Question

The sides of a triangle are three consecutive natural numbers and its largest angle is twice the smallest one. Then the sides of the triangle are

• A. 1, 2, 3
• B. 2,3,4
• C. 3,4,5
• D. 4,5,6

Answer 1

The correct option is D

4,5,6

Let the sides of $\Delta ABC$ be $a=n,b=n+1‘c=n+2,$ where $n$ is a natural number. Then $C$ is the greatest and $A$ the least angle.
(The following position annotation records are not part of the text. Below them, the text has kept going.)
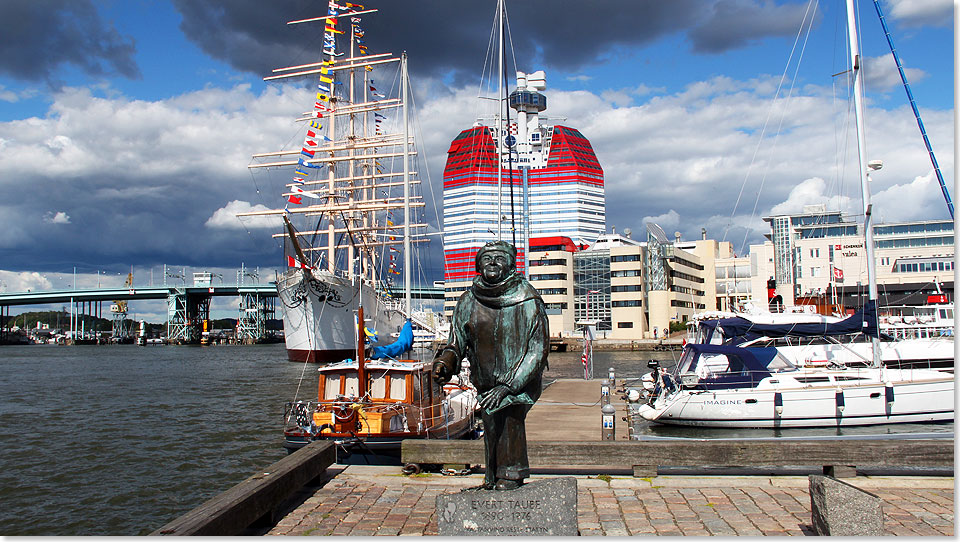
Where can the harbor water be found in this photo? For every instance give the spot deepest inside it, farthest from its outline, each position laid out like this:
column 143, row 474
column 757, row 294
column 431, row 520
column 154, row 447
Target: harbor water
column 119, row 440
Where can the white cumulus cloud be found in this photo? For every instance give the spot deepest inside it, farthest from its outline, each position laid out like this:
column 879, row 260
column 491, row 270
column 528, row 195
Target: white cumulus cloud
column 59, row 217
column 226, row 217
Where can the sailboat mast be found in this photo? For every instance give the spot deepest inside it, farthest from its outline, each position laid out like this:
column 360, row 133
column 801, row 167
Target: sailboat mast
column 405, row 89
column 862, row 155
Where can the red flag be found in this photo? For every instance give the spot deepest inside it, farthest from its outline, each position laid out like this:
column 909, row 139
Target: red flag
column 293, row 262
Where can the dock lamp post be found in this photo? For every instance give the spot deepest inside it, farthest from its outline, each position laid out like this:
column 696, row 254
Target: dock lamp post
column 608, row 418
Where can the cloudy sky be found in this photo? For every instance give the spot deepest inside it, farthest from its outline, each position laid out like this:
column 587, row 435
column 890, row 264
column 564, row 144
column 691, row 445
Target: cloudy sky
column 126, row 126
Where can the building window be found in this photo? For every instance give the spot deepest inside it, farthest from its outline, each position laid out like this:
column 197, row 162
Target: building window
column 627, row 288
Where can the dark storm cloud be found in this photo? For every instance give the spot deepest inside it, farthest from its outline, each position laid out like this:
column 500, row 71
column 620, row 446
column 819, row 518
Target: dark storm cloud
column 37, row 37
column 444, row 36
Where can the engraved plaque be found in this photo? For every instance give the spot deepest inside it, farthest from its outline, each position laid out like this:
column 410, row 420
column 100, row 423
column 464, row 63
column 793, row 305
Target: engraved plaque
column 539, row 508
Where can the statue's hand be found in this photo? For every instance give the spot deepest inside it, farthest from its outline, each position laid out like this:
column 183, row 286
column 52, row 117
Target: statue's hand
column 440, row 372
column 493, row 397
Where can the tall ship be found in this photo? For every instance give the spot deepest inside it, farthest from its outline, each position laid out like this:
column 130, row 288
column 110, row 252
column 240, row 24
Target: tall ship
column 516, row 174
column 348, row 195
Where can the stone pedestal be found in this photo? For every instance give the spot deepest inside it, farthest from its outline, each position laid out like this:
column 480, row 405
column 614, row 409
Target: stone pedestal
column 541, row 507
column 840, row 509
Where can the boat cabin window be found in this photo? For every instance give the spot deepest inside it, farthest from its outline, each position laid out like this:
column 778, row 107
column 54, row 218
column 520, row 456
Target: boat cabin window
column 331, row 386
column 378, row 386
column 398, row 387
column 710, row 364
column 812, row 379
column 779, row 363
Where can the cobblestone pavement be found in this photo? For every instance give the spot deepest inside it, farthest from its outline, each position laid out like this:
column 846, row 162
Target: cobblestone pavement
column 362, row 501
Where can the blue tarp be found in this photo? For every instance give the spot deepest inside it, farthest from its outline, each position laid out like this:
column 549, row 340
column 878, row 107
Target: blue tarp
column 393, row 350
column 737, row 330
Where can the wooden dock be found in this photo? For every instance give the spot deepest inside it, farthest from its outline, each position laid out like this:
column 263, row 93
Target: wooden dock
column 563, row 431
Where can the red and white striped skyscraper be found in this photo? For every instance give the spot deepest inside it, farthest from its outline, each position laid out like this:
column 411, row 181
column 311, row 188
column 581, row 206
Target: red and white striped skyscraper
column 514, row 176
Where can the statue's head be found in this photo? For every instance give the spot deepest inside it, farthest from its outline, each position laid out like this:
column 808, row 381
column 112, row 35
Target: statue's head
column 496, row 261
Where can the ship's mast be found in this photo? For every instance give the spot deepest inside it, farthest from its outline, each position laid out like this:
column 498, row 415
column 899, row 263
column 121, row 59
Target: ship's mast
column 404, row 90
column 863, row 165
column 499, row 129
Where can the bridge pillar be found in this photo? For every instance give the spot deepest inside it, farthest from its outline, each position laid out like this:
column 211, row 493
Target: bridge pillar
column 186, row 314
column 255, row 309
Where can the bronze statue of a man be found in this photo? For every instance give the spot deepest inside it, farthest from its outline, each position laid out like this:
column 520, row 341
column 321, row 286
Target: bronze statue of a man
column 500, row 326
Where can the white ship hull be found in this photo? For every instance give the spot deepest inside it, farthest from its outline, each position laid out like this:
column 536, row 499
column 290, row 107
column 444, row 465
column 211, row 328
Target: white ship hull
column 934, row 353
column 319, row 315
column 917, row 396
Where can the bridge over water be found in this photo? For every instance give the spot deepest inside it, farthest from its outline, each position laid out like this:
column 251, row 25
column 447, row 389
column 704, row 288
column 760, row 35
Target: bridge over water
column 188, row 307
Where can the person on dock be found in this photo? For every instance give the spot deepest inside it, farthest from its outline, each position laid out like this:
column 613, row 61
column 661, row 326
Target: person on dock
column 500, row 327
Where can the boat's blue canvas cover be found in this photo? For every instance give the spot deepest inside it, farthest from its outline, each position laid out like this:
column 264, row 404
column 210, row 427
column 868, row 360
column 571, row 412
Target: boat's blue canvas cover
column 393, row 350
column 741, row 329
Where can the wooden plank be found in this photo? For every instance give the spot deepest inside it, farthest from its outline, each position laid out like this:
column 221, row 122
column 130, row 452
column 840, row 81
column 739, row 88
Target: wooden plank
column 699, row 453
column 240, row 506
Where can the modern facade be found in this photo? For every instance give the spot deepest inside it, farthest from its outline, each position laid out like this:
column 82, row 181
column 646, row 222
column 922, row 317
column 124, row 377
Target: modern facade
column 517, row 180
column 822, row 253
column 627, row 289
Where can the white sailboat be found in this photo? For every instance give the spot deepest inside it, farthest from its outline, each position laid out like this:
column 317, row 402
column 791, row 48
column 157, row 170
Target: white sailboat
column 345, row 183
column 744, row 385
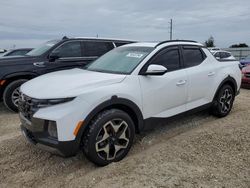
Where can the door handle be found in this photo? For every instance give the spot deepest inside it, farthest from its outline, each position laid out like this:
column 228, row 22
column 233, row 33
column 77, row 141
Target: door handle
column 181, row 82
column 211, row 73
column 39, row 64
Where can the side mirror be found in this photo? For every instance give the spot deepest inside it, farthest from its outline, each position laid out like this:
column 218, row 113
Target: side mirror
column 156, row 70
column 53, row 56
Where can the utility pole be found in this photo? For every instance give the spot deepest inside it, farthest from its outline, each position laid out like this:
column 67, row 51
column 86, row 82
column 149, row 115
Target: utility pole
column 171, row 29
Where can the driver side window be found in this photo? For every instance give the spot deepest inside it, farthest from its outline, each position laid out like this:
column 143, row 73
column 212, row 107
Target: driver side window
column 69, row 49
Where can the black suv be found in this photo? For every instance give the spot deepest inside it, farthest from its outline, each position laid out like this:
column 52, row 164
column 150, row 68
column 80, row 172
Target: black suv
column 52, row 56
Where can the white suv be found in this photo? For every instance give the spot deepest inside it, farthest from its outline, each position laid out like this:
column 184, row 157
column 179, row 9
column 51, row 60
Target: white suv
column 99, row 109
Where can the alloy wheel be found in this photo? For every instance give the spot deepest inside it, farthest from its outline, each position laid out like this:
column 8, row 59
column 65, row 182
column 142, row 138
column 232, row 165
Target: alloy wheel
column 226, row 101
column 112, row 139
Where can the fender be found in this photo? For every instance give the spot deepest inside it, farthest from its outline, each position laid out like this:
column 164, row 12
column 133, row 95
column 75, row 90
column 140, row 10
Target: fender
column 113, row 102
column 233, row 83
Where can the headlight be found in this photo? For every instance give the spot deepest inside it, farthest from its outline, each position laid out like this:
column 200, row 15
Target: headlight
column 41, row 103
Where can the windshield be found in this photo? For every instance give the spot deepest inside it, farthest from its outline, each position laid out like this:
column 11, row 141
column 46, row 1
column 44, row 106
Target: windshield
column 42, row 48
column 122, row 60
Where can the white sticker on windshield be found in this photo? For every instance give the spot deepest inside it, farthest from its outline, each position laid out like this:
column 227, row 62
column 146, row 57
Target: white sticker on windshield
column 135, row 55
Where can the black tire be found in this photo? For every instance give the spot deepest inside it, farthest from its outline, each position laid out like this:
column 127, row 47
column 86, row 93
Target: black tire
column 96, row 133
column 223, row 101
column 8, row 93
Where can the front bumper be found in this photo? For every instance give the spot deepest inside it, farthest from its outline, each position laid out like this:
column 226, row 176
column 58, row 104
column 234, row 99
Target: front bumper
column 36, row 133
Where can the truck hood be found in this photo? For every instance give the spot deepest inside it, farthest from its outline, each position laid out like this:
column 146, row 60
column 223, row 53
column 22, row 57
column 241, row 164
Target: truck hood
column 68, row 83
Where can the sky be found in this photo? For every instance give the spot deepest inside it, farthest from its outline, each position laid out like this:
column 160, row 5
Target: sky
column 28, row 23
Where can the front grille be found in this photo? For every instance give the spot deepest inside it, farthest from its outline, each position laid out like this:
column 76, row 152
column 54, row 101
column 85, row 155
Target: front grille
column 27, row 106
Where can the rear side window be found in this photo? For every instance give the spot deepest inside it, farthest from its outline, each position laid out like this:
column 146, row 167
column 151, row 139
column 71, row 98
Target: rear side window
column 225, row 55
column 96, row 49
column 69, row 49
column 192, row 56
column 169, row 59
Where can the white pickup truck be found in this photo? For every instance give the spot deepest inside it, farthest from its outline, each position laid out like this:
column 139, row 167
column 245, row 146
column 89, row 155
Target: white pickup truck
column 99, row 109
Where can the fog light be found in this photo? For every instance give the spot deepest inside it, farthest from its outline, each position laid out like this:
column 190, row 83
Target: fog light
column 52, row 129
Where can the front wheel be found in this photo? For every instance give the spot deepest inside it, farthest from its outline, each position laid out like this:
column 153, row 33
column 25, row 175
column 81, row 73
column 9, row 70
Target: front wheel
column 223, row 101
column 109, row 137
column 11, row 94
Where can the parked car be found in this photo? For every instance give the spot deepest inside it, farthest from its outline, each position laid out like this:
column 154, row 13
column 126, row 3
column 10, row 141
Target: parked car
column 246, row 76
column 246, row 61
column 214, row 49
column 2, row 51
column 223, row 55
column 98, row 109
column 52, row 56
column 17, row 52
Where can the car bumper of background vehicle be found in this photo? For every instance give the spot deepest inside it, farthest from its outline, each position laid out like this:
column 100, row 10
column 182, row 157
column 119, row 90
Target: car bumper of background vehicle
column 245, row 82
column 36, row 133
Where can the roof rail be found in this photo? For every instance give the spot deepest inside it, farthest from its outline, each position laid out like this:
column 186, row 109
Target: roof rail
column 160, row 43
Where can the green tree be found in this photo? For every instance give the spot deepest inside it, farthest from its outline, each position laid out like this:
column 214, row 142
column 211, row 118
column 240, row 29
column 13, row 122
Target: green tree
column 210, row 42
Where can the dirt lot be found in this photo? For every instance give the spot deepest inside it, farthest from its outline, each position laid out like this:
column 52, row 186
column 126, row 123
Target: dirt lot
column 194, row 151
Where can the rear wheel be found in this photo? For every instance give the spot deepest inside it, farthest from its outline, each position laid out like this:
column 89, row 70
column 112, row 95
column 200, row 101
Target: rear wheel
column 223, row 101
column 11, row 94
column 109, row 137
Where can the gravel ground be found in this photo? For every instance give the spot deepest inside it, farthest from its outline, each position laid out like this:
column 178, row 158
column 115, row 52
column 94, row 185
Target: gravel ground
column 194, row 151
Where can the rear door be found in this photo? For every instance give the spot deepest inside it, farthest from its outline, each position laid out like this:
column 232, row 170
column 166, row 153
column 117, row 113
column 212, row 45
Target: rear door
column 165, row 95
column 201, row 74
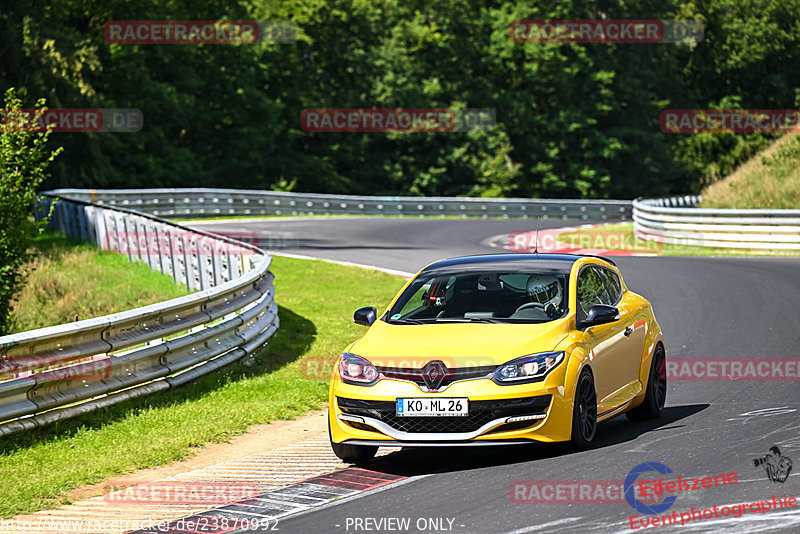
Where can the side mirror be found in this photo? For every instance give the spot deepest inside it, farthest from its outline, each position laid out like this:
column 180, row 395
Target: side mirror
column 600, row 314
column 365, row 316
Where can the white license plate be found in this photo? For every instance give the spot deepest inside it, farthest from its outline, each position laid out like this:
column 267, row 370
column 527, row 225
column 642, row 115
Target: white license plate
column 433, row 407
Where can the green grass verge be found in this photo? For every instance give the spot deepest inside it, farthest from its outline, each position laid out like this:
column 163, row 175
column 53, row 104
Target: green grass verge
column 770, row 180
column 69, row 281
column 620, row 237
column 316, row 301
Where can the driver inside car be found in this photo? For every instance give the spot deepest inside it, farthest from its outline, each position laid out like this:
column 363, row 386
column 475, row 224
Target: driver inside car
column 544, row 293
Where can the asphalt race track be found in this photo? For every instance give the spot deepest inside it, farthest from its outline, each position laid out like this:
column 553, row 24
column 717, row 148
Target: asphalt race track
column 707, row 307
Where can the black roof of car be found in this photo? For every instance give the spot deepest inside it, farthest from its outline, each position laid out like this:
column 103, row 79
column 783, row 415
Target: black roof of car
column 554, row 262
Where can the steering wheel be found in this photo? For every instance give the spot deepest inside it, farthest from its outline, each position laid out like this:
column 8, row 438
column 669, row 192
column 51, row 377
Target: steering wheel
column 530, row 305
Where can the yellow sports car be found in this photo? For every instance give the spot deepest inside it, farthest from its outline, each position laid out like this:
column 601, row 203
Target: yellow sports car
column 494, row 349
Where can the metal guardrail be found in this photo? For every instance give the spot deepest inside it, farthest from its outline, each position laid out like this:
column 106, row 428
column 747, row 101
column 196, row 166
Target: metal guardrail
column 201, row 202
column 58, row 372
column 677, row 220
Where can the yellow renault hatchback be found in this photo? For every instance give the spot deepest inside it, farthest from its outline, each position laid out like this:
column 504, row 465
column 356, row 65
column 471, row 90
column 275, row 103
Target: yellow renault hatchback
column 498, row 349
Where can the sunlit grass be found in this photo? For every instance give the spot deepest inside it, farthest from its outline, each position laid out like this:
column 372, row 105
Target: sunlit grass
column 316, row 303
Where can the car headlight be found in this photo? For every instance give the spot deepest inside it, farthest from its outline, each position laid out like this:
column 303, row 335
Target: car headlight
column 357, row 370
column 531, row 368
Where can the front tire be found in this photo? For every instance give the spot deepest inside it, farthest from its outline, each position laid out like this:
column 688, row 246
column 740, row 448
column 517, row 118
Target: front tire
column 584, row 411
column 656, row 394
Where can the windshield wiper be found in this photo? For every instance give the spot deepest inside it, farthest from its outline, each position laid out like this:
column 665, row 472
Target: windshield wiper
column 404, row 321
column 469, row 320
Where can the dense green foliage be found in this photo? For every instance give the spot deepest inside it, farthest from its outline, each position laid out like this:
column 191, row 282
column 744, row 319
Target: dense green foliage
column 574, row 120
column 24, row 159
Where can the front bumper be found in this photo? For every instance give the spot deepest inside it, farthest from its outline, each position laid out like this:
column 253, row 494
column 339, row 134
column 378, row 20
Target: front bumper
column 497, row 414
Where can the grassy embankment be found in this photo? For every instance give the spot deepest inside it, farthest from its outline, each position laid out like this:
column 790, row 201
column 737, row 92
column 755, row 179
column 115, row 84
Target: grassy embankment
column 286, row 380
column 770, row 180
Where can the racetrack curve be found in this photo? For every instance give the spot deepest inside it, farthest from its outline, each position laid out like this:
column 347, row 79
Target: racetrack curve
column 707, row 307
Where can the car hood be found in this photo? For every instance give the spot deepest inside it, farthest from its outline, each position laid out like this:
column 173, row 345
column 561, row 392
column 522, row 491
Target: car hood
column 457, row 344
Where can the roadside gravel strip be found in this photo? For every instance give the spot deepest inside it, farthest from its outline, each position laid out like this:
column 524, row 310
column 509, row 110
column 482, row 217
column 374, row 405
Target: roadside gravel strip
column 275, row 483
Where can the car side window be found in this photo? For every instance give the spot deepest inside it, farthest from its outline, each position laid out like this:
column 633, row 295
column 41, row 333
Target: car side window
column 612, row 285
column 591, row 290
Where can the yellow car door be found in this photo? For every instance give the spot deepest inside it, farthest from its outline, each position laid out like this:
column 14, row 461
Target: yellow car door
column 612, row 353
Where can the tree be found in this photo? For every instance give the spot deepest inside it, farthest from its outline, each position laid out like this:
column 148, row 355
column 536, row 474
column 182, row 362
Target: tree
column 24, row 159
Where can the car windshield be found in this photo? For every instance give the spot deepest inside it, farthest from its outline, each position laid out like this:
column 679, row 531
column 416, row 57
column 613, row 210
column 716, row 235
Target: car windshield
column 485, row 296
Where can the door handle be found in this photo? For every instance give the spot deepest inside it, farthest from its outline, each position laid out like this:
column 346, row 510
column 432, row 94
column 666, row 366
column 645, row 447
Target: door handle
column 629, row 331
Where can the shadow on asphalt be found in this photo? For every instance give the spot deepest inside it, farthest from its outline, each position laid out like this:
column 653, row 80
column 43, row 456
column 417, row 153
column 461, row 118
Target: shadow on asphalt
column 414, row 461
column 300, row 244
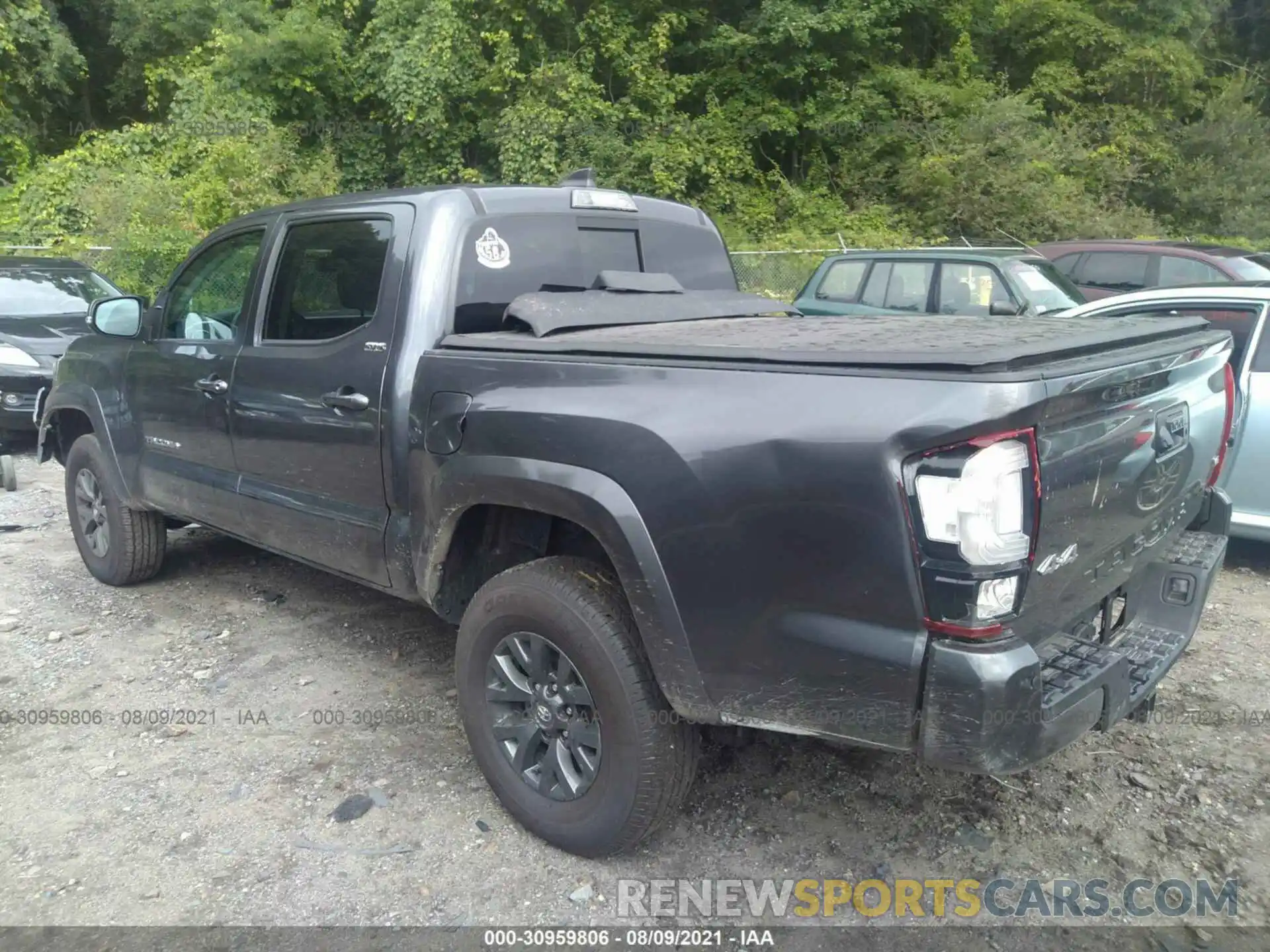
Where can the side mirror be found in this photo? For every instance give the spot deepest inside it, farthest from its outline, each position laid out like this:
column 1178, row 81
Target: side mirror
column 1005, row 309
column 117, row 317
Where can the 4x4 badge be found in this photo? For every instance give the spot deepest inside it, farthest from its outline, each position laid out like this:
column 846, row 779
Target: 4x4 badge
column 1053, row 563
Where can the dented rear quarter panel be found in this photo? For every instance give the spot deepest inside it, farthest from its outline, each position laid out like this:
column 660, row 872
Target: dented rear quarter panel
column 773, row 500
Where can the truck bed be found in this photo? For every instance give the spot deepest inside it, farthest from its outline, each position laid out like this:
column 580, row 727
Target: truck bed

As given $C=2A$
$\therefore \sin C=\sin 2A=2\sin A\cos A\therefore kc=2ka\frac{b^2+c^2-a^2}{2bc}\text{or}b{c}^2=a(b^2+c^2-a^2)$
Substituting the values of $a,b,c,$ we get
$(n+1)(n+2{)}^2=n[(n+1{)}^2+(n+2{)}^2-n^2]$
or
$(n+1)(n+2{)}^2=n(n^2+6n+5)=n(n+1\left)\right(n+5)$
Since $n\ne -1$, we can cancel $n+1$.
$\text{Thus}(n+2{)}^2=n(n+5)\text{or}{n}^2+4n+4=n^2+5n$
This gives $n=4,$ hence the sides are 4, 5 and 6.